I can't advise on which models to buy, but I did use both effects years ago on a demo.
I was lead & vox in a three-piece, and on previous demos we'd found that I was a bit of an "overdub-nightmare". So I went into this demo thinking "one main guitar part", minimal overdubs. But playing a strat, I was worried about how thin the band might sound like that. I'd read about the idea of using chorus so I talked to the engineer and after he'd figured out what I meant he dialled this up: Dry guitar panned all the way to the left, chorus (mono, 100% wet, ie no dry signal, minimal chorus) panned all the way to the right.

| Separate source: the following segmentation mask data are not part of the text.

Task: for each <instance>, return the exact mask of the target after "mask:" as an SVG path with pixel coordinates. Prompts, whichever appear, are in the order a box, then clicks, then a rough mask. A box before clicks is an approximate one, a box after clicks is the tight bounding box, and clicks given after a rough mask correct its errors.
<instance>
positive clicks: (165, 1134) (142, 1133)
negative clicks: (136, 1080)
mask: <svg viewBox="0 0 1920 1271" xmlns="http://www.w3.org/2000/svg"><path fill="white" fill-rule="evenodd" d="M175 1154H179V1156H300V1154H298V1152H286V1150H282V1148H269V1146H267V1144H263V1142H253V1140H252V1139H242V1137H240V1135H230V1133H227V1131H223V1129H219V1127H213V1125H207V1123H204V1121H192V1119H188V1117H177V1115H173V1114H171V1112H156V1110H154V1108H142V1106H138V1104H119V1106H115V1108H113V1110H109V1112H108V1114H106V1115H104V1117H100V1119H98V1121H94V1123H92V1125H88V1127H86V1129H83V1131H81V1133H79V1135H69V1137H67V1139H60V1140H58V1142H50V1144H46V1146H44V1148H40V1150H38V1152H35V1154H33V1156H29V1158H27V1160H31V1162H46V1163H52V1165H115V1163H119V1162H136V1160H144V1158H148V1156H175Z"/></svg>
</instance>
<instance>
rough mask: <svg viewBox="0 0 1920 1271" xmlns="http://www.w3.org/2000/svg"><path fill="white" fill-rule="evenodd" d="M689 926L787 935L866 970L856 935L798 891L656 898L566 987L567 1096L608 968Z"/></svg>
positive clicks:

We LOVED it the minute we heard it, and proceeded to use it like that through all playbacks during tracking. Then the night of mixing, the engineer told me he'd been thinking about my original requirement - thicken it up - and he was a little worried about the chorus effect, had we got used to the "wobble" and weren't noticing it? And he offered me another option - pitch shifting. Dry guitar panned all the way left, detuned version panned all the way right. Rest of the band couldn't hear the difference, even a blind A-B test, but I could and in the blind test chose pitch shifting as better - so that's what we mixed. (I think the detuned version had a slight delay on it as well, again, 100% wet, no dry "undelayed" signal)
So, my preference would be to pitch shift - unless I actually wanted the modulation "wobble" of chorus ("chorus" is a moving pitch shift anyway - I don't know, but are there any guitar chorus pedals that allow you to switch the modulation off, and just use it as pitch shift? You'd have the best of both worlds then :D).
By the way, I agree with Spitfire, for either to fatten your sound live, you need to be able to split to two channels - so, you'd need two amps, or a stereo amp, as well as your chosen effect.